As the situation on Nauru grows more tense, there has been a call for the Pacific Islands Forum to censure Nauru for its recent crackdown on free speech.
Australian former resident magistrate on Nauru Peter Law – who was expelled along with chief justice Geoffrey Eames in January last year – said the Forum had a responsibility to respond.
“In 2000 they made a declaration, known as the Biketawa, to state that they would intervene where there were problems and breaches of democracy or the rule of law in member states,” Law said.
“Certainly they should be making representations with the Nauruan government. Australia and New Zealand should assist the Forum to bring Nauru back into the democratic fold.”

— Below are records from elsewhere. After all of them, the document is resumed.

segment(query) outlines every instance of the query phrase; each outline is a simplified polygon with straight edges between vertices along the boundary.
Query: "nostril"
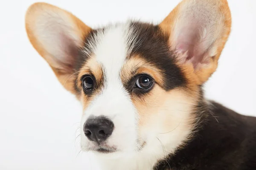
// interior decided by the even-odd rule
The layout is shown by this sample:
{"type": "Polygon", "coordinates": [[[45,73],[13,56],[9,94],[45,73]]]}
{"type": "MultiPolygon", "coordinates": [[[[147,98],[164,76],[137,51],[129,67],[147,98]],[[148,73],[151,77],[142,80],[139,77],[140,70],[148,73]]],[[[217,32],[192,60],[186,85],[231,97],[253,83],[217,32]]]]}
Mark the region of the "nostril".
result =
{"type": "Polygon", "coordinates": [[[102,135],[106,135],[106,134],[104,131],[104,130],[100,130],[99,131],[99,134],[102,135]]]}
{"type": "Polygon", "coordinates": [[[90,136],[90,135],[92,134],[92,133],[89,130],[84,130],[84,134],[86,136],[90,136]]]}

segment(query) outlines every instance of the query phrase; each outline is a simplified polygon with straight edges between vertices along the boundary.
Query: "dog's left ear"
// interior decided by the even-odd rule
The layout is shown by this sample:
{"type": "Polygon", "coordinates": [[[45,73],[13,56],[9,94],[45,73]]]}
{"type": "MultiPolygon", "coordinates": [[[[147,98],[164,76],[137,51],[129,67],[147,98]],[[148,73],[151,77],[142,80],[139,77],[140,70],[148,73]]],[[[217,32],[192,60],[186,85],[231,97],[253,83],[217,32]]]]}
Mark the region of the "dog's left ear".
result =
{"type": "Polygon", "coordinates": [[[217,68],[231,25],[226,0],[183,0],[159,26],[181,67],[202,84],[217,68]]]}

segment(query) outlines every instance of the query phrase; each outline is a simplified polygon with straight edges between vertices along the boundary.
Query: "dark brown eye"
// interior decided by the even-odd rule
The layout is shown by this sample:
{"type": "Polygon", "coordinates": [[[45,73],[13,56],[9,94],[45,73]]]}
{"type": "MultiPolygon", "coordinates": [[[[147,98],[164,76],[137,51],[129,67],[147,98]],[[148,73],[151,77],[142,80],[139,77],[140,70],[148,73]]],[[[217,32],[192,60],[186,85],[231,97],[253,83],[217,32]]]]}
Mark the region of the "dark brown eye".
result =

Forum chair Tommy Remengesau, president of Palau, released a statement this week calling for Nauru to come to a resolution on its own.
“I mostly hope for non-violent and peaceful demonstrations for the people of Nauru,” Remengesau said in the statement.
“The situation calls for Nauru’s constitution, the rule of law, and the people’s fundamental rights to apply.
“Patience is critical at this point for due process to take its course and Nauru to come to a peaceful resolution to this matter.”
Law said Nauru was operating effectively as a “parliamentary dictatorship”.
“You can’t ban the opposition indefinitely and decide you’re still a democratic country,” he said. “You can’t take away freedom of assembly, freedom of speech and try to suggest you’re a democratic country.
“We’ve got to remember it’s not just these MPs affected, it’s their representatives as well.
“We’ve got a third of the population of Nauru, they’ve lost their representation in parliament.”
Nauruan justice secretary Lionel Aingimea this week said the aim of the crackdown was merely to protect people and “to stop criticism, intimidation and harassment”.
“We’re not stopping criticism. People are still criticising the government and we do nothing about it,” he said. “It’s about protecting everybody.”
Pacific political analyst Tess Newton-Cain has long been critical of the way the rule of law is being applied in Nauru.
She has previously called on the Forum to show leadership and invoke sanctions available to it under the Biketawa Declaration.
“I think there are very worrying signs about the failure to observe due process,” Newton-Cain said. “I think the Forum is being cautious. I think they’ve realised they can’t continue to say nothing.”
She said the Forum had offered assistance to Nauru at the government’s invitation from 2004 to 2009, but said in the current political climate, intervention would appear to be the only option.
“It is a small community, so what we don’t want to see
is this political break down translating into social breakdown because that would be a very dangerous situation for Nauru,” she said.